Hi. A printer should ideally be ok for a few days without clogging. Alcohol evaporates pretty quickly, so it's best just to use it if you encounter clogs. 

If you print out a nozzle check every week, there's enough ink goes through to keep the nozzles clean with virtually no expense in ink.


----------



## chonkymonky (Apr 1, 2007)

your right..i didnt think about how quickly alcohol evaporates. from now on im gonna run a quick nozzle check at least every two days. plus keep a bottle of alcojol near by..just in case..hehe.


----------



## ScreenMeister (Jun 5, 2007)

Well, I've enjoyed reading the above posts and will print them out for my artist. Today, we also ran in to a problem with our Epson 1280. One of those silly little jobs that ends up costing me way more time and money than ever intended. (I know...if it were easy, everybody would do it!...enough already.) Our 1280 was printing fine, then we installed a new T009 Epson cartridge. We're just printing Epson inks on some transfer papers. After installing the new cartridge it wouldn't print. Tried resetting the Waste Ink Counter, and didn't really do that successfully either. BAM! What to do? The client was going to show up in less than an hour, and I only needed to finish up 16 pieces! Jeez! I sent my artist to the local Office Depot with the art on a flash drive. He took some transfer sheets. Then came back with transfer sheets that were printed with laser printer ink. >DOH< Well, I couldn't use those.
OK...so as an interesting side note, we opted to print a different product using sublimation. So I used our other Epson, an R1800. That Epson is always loaded with just sublimation inks. But we have to take our design from our MAC and then run it to a Windows computer to output the art. Hey, don't ask me why? I just sign the checks. I don't have all the answers all the time. If you know of a better way, I'm all ears and low on checks. What next? Low and behold, the friggin Windows computer was dead! Would not even power on! Great now what? It must be FRIDAY! I'm running around trying to figure out what my next option was when the salesperson told me all the client needed was 25 gifts to give to high school age kids at a camp. Oh, now I get it. How about 25 of those Flashing Glasses we've got left over from another job? Heck, I don't even have to print those! There you go! Client showed up, saw the glasses, and was pretty geeked about the product and imprinted towels we had managed to complete. 
Now, if I can get that Epson 1280 to work, AND the R1800 to work without using a Windows machine, I'll be a happy camper.


----------



## conde tech (Nov 15, 2007)

Are the lights flashing on the 1280?


----------



## ScreenMeister (Jun 5, 2007)

conde tech said:


> Are the lights flashing on the 1280?


No. Once the 1280 is turned on, it makes its noise for a few seconds, the red light is on, and the green light is blinking. Then it settles with the green light on steady as well as the red light on steady.

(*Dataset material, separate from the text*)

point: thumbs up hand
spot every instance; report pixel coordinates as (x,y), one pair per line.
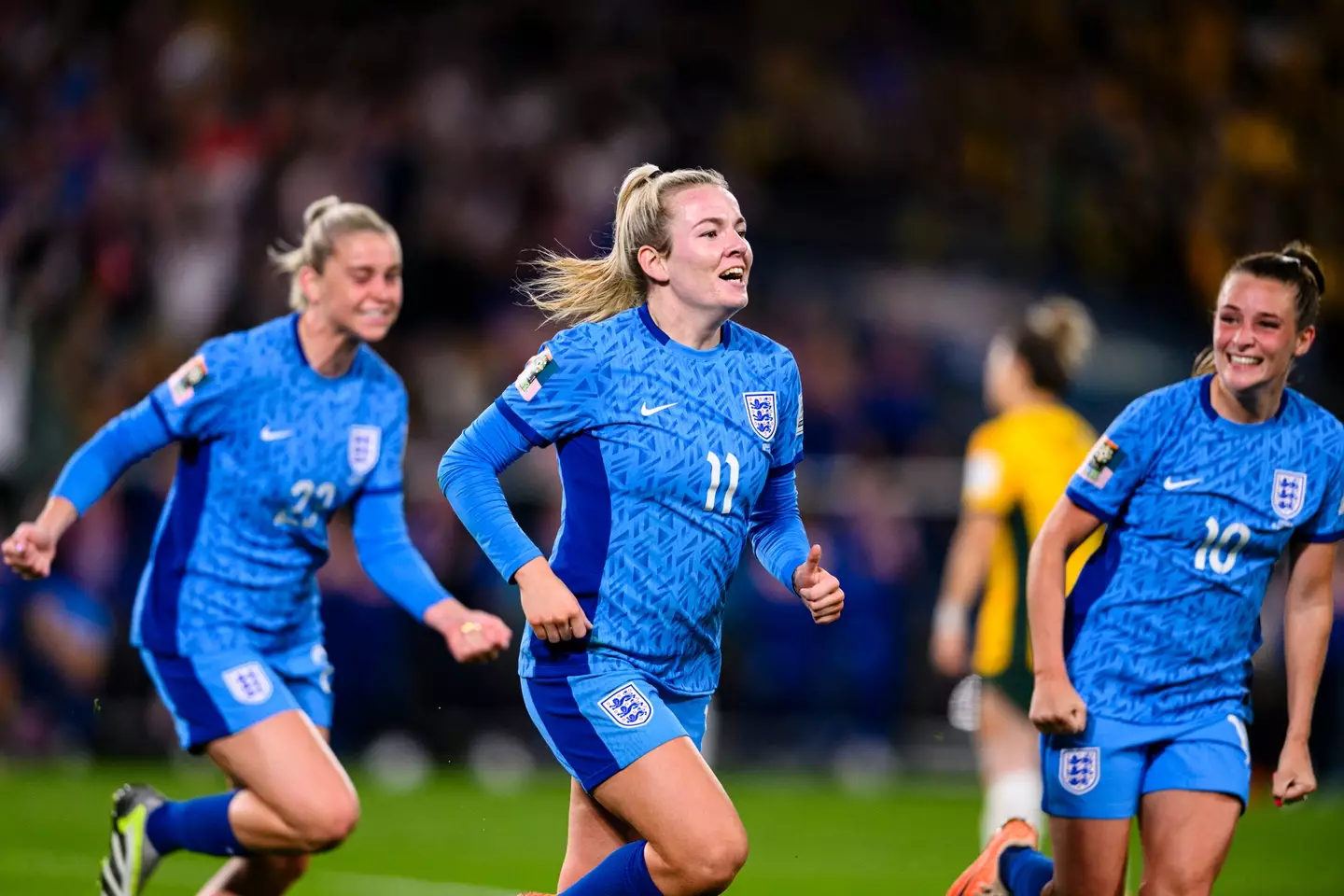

Also, any ideas on how we can take our artwork direct from our Mac to the 1280 without going through a PC?

Thanks for your assistance.


----------



## xtees (Oct 4, 2008)

it's time to ditch the epson.... after 5 years and six of their printers... a 2200, two 1280s... two r280s.. and a 1400.... between myself, my epson repairman, and my CIS & ink vendor.... we have figured out that epson is doing their best to foil the use of CIS with their printers.... the motherboard sooner or later recognizes that you are not changing cartridges and disables the cyan (on the 1280s, 1400s, and the r280s) or the yellow (on the 2200).... it's always the color that has to travel the furthest to the print head.


----------



## chonkymonky (Apr 1, 2007)

hey xtees...can you recommend a good replacement for the Epson for sublimation?


----------



## shirtorders.com (Oct 6, 2008)

Wow, alcohol in the sponge tray? How did you let it soak? I've never tried that before but might need to, my epson 1400 has been printing blacks a little lighter/greener than I would like. I'm using a CIS system from inkjet fly with pigment inks.


----------



## chonkymonky (Apr 1, 2007)

@bryan....on my 1280 i just pressed the "change ink" button to move the ink heads away from the tray. i then soaked the cotton on a q-tip with alcohol and let a few drops fall into the tray. the printer was then turned off to set the heads back on to the tray and i let it sit for overnight. although a few hours may do the trick just as good.


----------



## shirtorders.com (Oct 6, 2008)

Thanks a lot! I'll give it a try and let you know how it works out.


----------



## uncletee (Feb 25, 2007)

get rid of the 1280


----------



## chonkymonky (Apr 1, 2007)

actually the reason for me posting this thread was to get suggestions on what printer was on the market that i could replace the 1280 with. something that didnt have the clogging issue. people keep telling me to get rid of the epson but nobody tells me what to replace it with. although now that i got my epson working again..ive had no problems since now i turn it on every two days or so to keep the heads clear. a little extra maintenance goes a long way.


----------